Your support throughout the coronavirus pandemic has meant the world to the families we look after. It’s meant that we can stay in touch and make sure they know that they aren’t alone, while still providing services that are vital to the wellbeing of the whole family. But as the world starts to reopen, these families have to be more cautious than ever and endure isolation like most of us will never experience.
But if you thought that this would stop them from showing us their support, you couldn’t be more wrong.
Vanessa Davies from Swansea, whose daughter Amelia (13) suffers with uncontrolled epilepsy which means medication cannot stop her seizures, explains why the family wanted to go that extra mile.
“Tŷ Hafan took us under their angel wings back in the summer of 2018 and have since been providing Amelia, and us, with beautiful breaks away from home.
“She’s recently been fitted with a pacemaker to help her with her seizures and we’ve already seen life changing results. Her fatal seizures have now reduced from almost one a day to around four a month. It’s made such a difference to her energy levels and her happiness – she now laughs every day.”
Thanks to the improvements to her condition, Amelia set off on the epic seven hour long 10-mile walk from Swansea’s Civic Centre along the waterfront to the pier and back again with her mum and grandma at her side. To date she has raised almost £1,500 for Tŷ Hafan.
Vanessa added, “The play workers have been amazing while we’ve been in lockdown; they’ve delivered virtual music, story time and play sessions for Amelia at home. Tŷ Hafan has been our lifeline and the teams have been with us every step of the way through this crisis.”
Elain James (10), from Aberystwyth, who suffers with a genetic disorder called 22q11.2 Deletion Syndrome has also bravely taken on an isolation challenge with her mum in support of her hospice.
Elain’s mum, Bridget Harpwood, pushed Elain’s buggy 26.2 miles, the equivalent of a marathon, and has raised almost £7,000 for Tŷ Hafan with the help of Elain’s local fundraising team ‘ApêlElain’.
Bridget explained, “Pushing that buggy up hills and on and off kerbs is one of the hardest things I’ve ever done.
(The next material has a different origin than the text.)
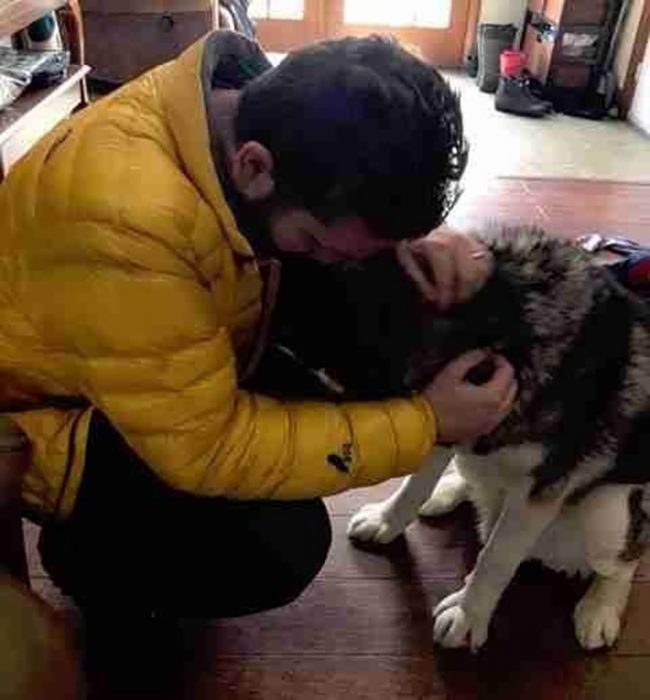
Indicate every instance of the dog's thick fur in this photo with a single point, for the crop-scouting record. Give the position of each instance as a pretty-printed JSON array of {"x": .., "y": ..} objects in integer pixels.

It weighs about 60 kilos. But it’s been a brilliant experience – and Elain’s always loved going in the buggy.”
Elain’s disorder has caused a life-limiting heart condition, global development delay, autism, an impaired immune system and low muscle tone which also means that she struggles to walk for long periods of time.
“Tŷ Hafan holds an incredibly special place in our hearts and will continue to do so throughout Elain’s life.” Bridget added, “We are proud to contribute something back to help the hospice at this incredibly difficult time for them.”
Children taking extra shielding precautions have also clubbed together by creating bright and colourful posters in support of Tŷ Hafan to get those in their local community behind the emergency appeal.
These amazing children and their families really capture the spirit of Tŷ Hafan and, regardless of the difficulties they face every day (never more so than now), show such an inspiring commitment to the charity and shows us how important what we do for them is.